Today is Children’s Day, so Happy Children’s Day, children all over the world! This day is also a reminder that children are our future. We must educate them and offer them the best start in life we can. There are so many schools for children all over the world that have awful conditions, but education must be available to all. Today, we pay tribute to all the children who helped change the world. We’re going to present you four children who changed the world we live in and made it better.
Louis Braille was born in Coupvray, a little village in France. His father had a crafts shop. When Louis was three, he tried to cut a piece of leather with a sharp tool and injured himself. He lost his right eye and soon after, his left eye became inflamed. At the age of 5, Louis Braille was blind. Back then, blindness meant total social exclusion, but his father taught him how to read by guiding his fingers on wood with nails. He became the best child in his class and, in 1821, he learned the night writing system which was used by the French Army. The system was made up of raised points and dots, but it was a complicated system which Braille simplified. Louis Braille presented his brand new code at the ripe age of 15 and published the first version of the Braille system in 1829.
Nkosi was a South-African child who changed the world through his HIV/AIDS campaigning. He was born seropositive in a village close to DAnnhauser. He never met his father and his mother died the year he started going to school. The boy was adopted by Gail Johnson, a PR specialist, after his mother could no longer care for him. After he was refused by a primary school in a suburb of Johannesburg because of his illness, his voice was heard throughout the country and the constitution of South Africa banned medical discrimination. At the time of his death, Nkosi was the oldest living child born with the disease.
Malala Yousafzai (1997-present)
Malala was born in Mingora, Pakistan. When she was 11, she wrote to the BBC about her life under the Taliban regime and how the girls in her community are denied an education. In 2011, she was awarded a Peace Prize for her courage to speak up about her problems. This drew the Taliban’s attention who shot her in the head in October 2012. Surprisingly, Malala survived and is now living in the UK. She held a speech for the UN and said that she wouldn’t let the terrorists intimidate her.

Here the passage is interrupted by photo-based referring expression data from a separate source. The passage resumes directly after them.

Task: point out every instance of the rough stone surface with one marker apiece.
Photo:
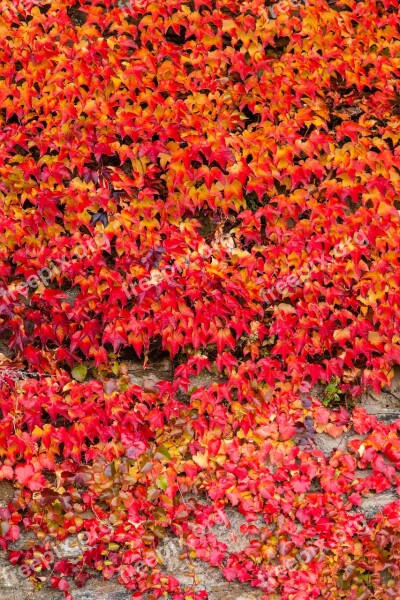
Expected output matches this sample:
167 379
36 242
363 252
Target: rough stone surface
14 586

Iqbal was born in 1983 in a little village outside Lahore, Pakistan. When he was four, his family forced him to start working in the rug industry, so that the family could pay back a debt of 16 dollars. He was working in chains, with other children, for 14 hours a day, six days a week. He only had a 30 minute break each day and weighed 27 kilograms and measured 1,2 meters. When Iqbal was 10, his slavery ended after forced child labor was declared illegal by Pakistan’s Supreme Court. He joined a front of forber forced labor victims and helped over 3,000 children regain their freedom. He started giving speeches thrgouhout the world about forced labor, but after he returned from a trip to the US, he was mistakenly shot by a farmer. He was 12 and many believe he was assassinated.